AND here's some meaningful quotes I liked:

From "Everything," Ingeborg Bachmann:
"I once read in a book the sentence: 'it is not heaven's way to raise its head.' It would be a good thing if everyone knew of this sentence that speaks of the hardness of heaven. Oh no, it really isn't heaven's way to look down, to give signs to the bewildered people below it. At least not where such a somber drama takes place in which it too, this fabricated 'above,' plays a part."

From "Why I Transformed Myself Into a Nightingale," by Wolfgang Hildesheimer:
"I might mention here that I did not arrive at the decision I made during the next year because I wanted to appear eccentric or unique in the eyes of others. It was more my growing awareness that I couldn't select a conventional, bourgeois profession without in some way interfering with other people's lives. The career of a bureaucrat seemed particularly immoral to me, but I rejected other, more accepted humanitarian careers as well. To me, the work of a doctor who could save human life through his interference was highly suspect, because it might be that the person he saved was an out-and-out scoundrel whose life hundreds of oppressed people fervently wished would end."
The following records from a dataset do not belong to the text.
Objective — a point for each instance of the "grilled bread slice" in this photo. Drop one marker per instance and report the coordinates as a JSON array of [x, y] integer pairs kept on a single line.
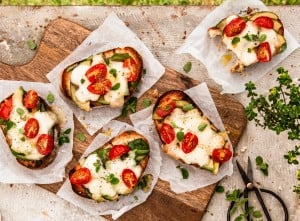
[[254, 37], [30, 127], [187, 135], [114, 169], [107, 78]]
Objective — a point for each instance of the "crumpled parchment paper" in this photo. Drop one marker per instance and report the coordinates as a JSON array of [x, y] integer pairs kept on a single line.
[[208, 50], [111, 34], [13, 172], [198, 178], [125, 203]]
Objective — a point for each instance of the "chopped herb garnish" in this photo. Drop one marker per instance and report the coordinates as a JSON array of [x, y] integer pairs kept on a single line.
[[201, 127], [187, 107], [119, 57], [180, 135], [80, 136], [31, 44], [147, 102], [116, 87], [50, 98], [112, 179], [187, 67], [184, 172], [113, 72], [235, 40]]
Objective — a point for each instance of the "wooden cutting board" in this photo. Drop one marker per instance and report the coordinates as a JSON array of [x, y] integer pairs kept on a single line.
[[60, 39]]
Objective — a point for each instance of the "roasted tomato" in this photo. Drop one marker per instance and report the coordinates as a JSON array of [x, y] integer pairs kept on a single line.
[[264, 21], [167, 133], [234, 27], [5, 109], [221, 155], [31, 128], [166, 107], [189, 143], [100, 87], [263, 52], [31, 99], [129, 178], [96, 72], [117, 151], [81, 176], [132, 75], [45, 144]]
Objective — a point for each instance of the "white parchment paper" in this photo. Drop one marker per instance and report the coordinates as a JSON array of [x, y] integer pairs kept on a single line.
[[13, 172], [198, 178], [111, 34], [208, 50], [125, 203]]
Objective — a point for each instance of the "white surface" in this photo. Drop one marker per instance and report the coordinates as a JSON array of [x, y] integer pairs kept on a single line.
[[163, 30]]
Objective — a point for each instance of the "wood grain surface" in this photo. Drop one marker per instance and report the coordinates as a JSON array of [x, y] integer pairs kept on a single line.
[[60, 39]]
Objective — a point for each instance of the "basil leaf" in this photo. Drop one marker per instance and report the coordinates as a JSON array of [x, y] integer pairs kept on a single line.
[[119, 57], [187, 67]]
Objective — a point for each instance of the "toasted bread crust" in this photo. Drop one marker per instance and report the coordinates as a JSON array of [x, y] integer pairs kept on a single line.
[[127, 136], [66, 75]]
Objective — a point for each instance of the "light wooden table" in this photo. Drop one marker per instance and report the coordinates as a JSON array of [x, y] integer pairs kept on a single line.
[[163, 29]]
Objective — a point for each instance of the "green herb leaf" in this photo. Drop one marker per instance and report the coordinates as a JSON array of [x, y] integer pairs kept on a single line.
[[187, 67], [31, 44], [50, 98], [180, 135], [80, 136], [147, 102], [235, 40], [202, 126], [116, 87], [187, 107], [220, 189], [119, 57], [113, 72]]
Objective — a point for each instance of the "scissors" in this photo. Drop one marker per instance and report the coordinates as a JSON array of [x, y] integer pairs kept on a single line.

From "A Friend and Protector," by Peter Taylor:
"That was the end of it for Jesse. And this is where I would like to leave off. It is the next part that is hardest for me to tell. But the whole truth is that my aunt did more than just show herself to Jesse through the glass door. While she remained there her behavior was such that it made me understand for the first time that this was not merely the story of that purplish black, kinky headed Jesse's ruined life. It is the story of my aunt's pathetically Unruined life, and my uncle's too, and even my own. I mean to say that at this moment I understood that Jesse's outside activities had been not only his, but ours too. My Uncle Andrew, with his double standard or triple standard - whichever it was - had most certainly forced Jesse's destruction upon him, and Aunt Margaret had made the complete destruction possible and desirable to him with her censorious words and looks. But they did it because they had to, because they were so dissatisfied with the pale unruin of their own lives. They did it because something would not let them ruin their own lives as they wanted and felt a need to do – as I have often felt a need to do, myself. As who does not sometimes feel a need to do? Without knowing it, I think, Aunt Margaret wanted to see Jesse as he was that morning. And it occurs to me now that dr. Morley understood this at the time."